R: Penso che la realtà sarda presenti varie diversità rispetto a quella del Continente. Prima di tutto, perché si tratta di una realtà isolana e questo determina conseguenze importanti, per esempio per i trasporti. Pesa inoltre, rispetto alle regioni ricche e sviluppate, una situazione di sottosviluppo economico e di crisi dei diversi settori produttivi che si manifesta nei tassi di disoccupazione e nella gravità del fenomeno dello spopolamento delle zone interne. A questo si accompagna il fatto che la Sardegna è la regione italiana col più basso indice di natalità e col più alto tasso di dispersione scolastica.
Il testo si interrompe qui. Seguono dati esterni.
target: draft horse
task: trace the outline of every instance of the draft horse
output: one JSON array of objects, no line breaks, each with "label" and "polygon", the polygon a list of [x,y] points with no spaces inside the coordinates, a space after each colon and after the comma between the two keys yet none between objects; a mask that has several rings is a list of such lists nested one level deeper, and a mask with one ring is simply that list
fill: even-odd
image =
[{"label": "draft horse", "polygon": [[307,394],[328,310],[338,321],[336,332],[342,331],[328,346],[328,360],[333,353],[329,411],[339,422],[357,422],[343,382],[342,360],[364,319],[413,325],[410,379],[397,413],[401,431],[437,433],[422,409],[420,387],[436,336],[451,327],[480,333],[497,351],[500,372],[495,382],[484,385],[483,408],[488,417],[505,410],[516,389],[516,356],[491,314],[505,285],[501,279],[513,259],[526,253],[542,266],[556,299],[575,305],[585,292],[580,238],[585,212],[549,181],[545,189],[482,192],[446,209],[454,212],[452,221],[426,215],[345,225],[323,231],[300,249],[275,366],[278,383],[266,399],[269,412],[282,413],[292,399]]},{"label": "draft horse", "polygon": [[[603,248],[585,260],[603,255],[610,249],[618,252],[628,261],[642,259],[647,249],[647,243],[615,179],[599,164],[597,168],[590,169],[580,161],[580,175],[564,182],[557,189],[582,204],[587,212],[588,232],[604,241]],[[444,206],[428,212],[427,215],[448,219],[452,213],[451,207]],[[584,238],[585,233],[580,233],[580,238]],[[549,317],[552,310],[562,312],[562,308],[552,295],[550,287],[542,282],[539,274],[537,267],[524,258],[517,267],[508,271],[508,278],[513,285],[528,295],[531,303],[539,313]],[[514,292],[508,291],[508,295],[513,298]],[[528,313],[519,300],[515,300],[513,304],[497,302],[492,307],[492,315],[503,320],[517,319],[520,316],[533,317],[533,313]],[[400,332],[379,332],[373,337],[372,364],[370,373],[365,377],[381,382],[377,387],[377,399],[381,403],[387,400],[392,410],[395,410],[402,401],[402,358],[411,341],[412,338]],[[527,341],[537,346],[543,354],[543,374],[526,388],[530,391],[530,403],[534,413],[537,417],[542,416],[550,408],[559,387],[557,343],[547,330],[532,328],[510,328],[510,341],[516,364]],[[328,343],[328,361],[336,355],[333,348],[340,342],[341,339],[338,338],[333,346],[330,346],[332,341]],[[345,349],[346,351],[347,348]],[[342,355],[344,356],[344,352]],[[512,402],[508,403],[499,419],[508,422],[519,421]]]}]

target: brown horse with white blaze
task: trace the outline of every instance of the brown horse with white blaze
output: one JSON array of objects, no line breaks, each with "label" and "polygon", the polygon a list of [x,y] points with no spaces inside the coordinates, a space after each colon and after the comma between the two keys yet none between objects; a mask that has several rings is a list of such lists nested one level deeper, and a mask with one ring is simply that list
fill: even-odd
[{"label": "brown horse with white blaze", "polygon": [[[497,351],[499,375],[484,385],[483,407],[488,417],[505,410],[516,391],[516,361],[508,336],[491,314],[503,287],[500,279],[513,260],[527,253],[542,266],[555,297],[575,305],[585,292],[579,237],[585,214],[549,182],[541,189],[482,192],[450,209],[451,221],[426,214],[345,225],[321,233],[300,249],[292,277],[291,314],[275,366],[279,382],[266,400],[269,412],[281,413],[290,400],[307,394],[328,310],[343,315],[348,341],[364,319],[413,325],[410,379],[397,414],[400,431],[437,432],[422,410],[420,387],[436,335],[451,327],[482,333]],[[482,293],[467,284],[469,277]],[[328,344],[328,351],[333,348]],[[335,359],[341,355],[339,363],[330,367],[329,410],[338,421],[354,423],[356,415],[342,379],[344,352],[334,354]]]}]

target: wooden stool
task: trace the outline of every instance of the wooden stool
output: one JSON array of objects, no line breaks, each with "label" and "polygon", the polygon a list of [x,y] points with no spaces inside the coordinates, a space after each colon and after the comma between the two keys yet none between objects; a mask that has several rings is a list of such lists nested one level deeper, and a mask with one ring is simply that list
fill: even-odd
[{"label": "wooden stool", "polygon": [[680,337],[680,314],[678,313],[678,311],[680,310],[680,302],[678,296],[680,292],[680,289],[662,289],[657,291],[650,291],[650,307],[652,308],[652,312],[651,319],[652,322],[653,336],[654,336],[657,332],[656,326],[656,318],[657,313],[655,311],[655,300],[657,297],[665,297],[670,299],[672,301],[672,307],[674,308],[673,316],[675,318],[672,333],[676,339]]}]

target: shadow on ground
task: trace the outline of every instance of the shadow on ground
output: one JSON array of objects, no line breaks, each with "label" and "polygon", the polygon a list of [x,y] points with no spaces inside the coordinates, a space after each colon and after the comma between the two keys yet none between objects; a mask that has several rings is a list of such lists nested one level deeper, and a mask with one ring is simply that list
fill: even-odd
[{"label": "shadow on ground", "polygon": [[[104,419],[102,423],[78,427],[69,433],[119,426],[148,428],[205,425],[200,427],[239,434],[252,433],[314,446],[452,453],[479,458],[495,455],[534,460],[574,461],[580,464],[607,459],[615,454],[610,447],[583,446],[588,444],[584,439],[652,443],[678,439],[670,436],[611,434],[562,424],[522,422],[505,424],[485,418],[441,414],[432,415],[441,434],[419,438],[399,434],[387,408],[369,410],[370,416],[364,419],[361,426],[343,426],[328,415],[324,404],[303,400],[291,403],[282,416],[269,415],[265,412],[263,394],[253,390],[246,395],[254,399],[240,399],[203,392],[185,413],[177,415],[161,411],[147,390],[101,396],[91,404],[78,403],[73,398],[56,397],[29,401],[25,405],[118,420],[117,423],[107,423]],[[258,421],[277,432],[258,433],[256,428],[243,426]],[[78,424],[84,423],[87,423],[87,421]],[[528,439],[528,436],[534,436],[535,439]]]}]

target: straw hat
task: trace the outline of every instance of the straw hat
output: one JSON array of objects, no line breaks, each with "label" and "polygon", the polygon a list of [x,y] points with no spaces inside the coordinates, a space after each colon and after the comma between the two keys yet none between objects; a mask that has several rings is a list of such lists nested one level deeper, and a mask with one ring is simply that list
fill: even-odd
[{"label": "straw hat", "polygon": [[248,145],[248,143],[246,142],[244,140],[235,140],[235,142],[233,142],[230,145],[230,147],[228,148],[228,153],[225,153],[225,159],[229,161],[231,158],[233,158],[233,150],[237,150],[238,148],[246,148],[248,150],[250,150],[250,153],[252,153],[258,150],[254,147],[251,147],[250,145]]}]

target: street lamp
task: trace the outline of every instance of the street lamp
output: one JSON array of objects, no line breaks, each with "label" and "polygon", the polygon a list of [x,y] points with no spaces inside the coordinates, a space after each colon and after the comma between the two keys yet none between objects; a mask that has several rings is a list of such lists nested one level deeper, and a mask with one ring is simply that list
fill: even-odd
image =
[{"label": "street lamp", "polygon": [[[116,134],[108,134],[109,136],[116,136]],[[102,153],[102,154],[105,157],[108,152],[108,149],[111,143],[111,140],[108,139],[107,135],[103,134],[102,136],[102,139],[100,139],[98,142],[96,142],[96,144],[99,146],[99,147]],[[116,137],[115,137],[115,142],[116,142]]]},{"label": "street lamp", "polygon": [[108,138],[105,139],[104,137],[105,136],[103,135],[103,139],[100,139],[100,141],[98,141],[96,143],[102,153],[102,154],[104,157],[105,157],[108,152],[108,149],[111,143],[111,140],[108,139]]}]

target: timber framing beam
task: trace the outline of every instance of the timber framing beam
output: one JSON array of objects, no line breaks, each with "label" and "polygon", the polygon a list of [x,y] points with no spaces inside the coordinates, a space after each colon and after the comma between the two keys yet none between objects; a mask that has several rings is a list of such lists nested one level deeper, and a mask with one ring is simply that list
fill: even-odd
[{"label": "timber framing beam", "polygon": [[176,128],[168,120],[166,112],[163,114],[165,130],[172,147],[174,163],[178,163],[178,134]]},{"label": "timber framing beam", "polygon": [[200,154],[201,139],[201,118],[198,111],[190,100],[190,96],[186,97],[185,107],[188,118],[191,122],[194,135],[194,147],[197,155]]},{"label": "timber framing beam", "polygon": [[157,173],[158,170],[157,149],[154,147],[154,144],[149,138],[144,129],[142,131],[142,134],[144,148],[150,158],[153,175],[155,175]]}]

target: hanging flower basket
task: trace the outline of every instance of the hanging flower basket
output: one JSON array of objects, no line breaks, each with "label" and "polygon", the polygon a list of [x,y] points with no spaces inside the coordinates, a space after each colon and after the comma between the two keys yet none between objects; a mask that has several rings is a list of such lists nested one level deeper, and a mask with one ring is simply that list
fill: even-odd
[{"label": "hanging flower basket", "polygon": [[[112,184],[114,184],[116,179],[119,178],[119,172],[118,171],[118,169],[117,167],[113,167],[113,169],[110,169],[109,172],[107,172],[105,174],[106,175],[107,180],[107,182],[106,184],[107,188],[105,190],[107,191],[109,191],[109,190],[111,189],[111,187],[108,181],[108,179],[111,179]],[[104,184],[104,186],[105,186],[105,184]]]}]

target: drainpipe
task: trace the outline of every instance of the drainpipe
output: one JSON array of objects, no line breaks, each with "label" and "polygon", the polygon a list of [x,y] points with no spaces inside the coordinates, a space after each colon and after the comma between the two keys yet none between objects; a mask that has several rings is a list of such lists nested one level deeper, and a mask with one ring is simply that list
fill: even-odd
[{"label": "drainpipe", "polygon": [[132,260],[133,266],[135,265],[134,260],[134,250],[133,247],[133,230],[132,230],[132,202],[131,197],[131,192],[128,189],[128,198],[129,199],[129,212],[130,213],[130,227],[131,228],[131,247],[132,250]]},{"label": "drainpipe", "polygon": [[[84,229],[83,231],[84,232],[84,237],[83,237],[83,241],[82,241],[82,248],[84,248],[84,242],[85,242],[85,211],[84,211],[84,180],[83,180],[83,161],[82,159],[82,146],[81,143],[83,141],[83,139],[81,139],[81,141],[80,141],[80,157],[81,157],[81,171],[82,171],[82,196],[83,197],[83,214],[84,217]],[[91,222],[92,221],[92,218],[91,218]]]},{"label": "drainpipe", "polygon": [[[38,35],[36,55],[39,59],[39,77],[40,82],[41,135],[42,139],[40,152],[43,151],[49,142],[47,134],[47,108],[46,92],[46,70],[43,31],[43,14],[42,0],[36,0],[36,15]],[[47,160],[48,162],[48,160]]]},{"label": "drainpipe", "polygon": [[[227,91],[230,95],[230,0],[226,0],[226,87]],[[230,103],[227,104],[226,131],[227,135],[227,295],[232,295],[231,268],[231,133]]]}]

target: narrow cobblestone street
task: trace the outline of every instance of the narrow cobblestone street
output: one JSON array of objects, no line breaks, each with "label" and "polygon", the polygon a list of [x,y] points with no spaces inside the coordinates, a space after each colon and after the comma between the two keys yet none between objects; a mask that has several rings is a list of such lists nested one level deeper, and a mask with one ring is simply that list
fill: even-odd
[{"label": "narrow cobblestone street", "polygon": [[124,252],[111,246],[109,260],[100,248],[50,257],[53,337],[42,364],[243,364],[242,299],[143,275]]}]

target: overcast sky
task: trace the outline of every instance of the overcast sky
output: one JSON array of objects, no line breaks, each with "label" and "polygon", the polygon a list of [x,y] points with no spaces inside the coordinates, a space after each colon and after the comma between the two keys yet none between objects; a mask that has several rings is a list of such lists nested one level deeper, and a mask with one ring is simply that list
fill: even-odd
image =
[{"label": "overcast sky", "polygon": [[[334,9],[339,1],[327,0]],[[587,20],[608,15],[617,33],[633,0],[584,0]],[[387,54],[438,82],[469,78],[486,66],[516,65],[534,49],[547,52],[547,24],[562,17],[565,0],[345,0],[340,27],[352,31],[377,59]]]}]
La situazione della sanità sarda è particolarmente critica e l’accesso alle cure nel servizio sanitario nazionale è sempre più difficoltoso.
Se questa è la situazione della regione, le donne sarde vivono in modo più grave il problema della disoccupazione e della sottoccupazione rispetto agli uomini. Un altro fattore che
penalizza le donne sarde è rappresentato dalla carenza di servizi sociali come gli asili nido. Ancora una volta, a dover rinunciare al lavoro è più frequente che sia una donna che un uomo, anche perché, spesso, le retribuzioni degli uomini sono superiori a quelli delle donne.

D: Qual è stata la parte del tuo romanzo più difficile da scrivere?
R: Il mio romanzo è composto da due parti: una prima parte riguarda la vicenda dell’alluvione, della frana, dell’evacuazione della popolazione e della lunga ricostruzione, o meglio della costruzione del nuovo paese, dopo l’abbandono del vecchio borgo.
Una seconda parte riguarda le tante storie di donne, quindici storie raccontate in altrettanti capitoli dedicati.
La parte più difficile è stata quella del raccordo tra la storia generale, storicamente documentata e da me ricostruita, e le storie particolari, le storie delle donne, combattenti o sconfitte. Queste storie, per quanto frutto dell’immaginazione, dovevano però risultare verosimili e plausibili, altrettanti esempi di situazioni difficili, in una realtà che esercitava un forte controllo sociale e dove il modello patriarcale relegava le donne a un ruolo marginale e di subalternità rispetto alle figure maschili, padri, fratelli, mariti. Ho curato in particolare il raccordo tra tempi di narrazione differenti ( tra presente, passato e di nuovo presente) e voci narranti ( narratore esterno e narratori interni)

D: Come ti sei documentata per scrivere il tuo romanzo?
R: Per scrivere questo romanzo, che ha una base storica, ho adottato diversi metodi e strumenti di documentazione.
Per poter ricostruire i fatti dell’alluvione e della ricostruzione ho effettuato una ricerca sui quotidiani L’Unione sarda e La nuova Sardegna, ho visionato filmati e documentari, ho ascoltato interviste a sindaci e comuni cittadini effettuate da giornalisti RAI.
Ho letto verbali delle riunioni del Consiglio comunale e delibere riguardanti le assegnazioni di case, terreni, contributi.
Ho letto interventi di Deputati e Senatori sardi riportati sulla Gazzetta Ufficiale e relazioni sui sopralluoghi effettuati dai geologi dopo l’alluvione.
Ho inoltre effettuato numerose interviste a testimoni dell’alluvione, che si sono rivelate particolarmente preziose per me, sia per la raccolta di informazioni che come fonte di ispirazione.

D: Stai lavorando ad un nuovo progetto?
R: Ho in mente diverse idee che spero di riuscire a sviluppare.

Grazie per essere stata con noi, confidiamo di rivederci presto, sulle pagine de I gufi narranti.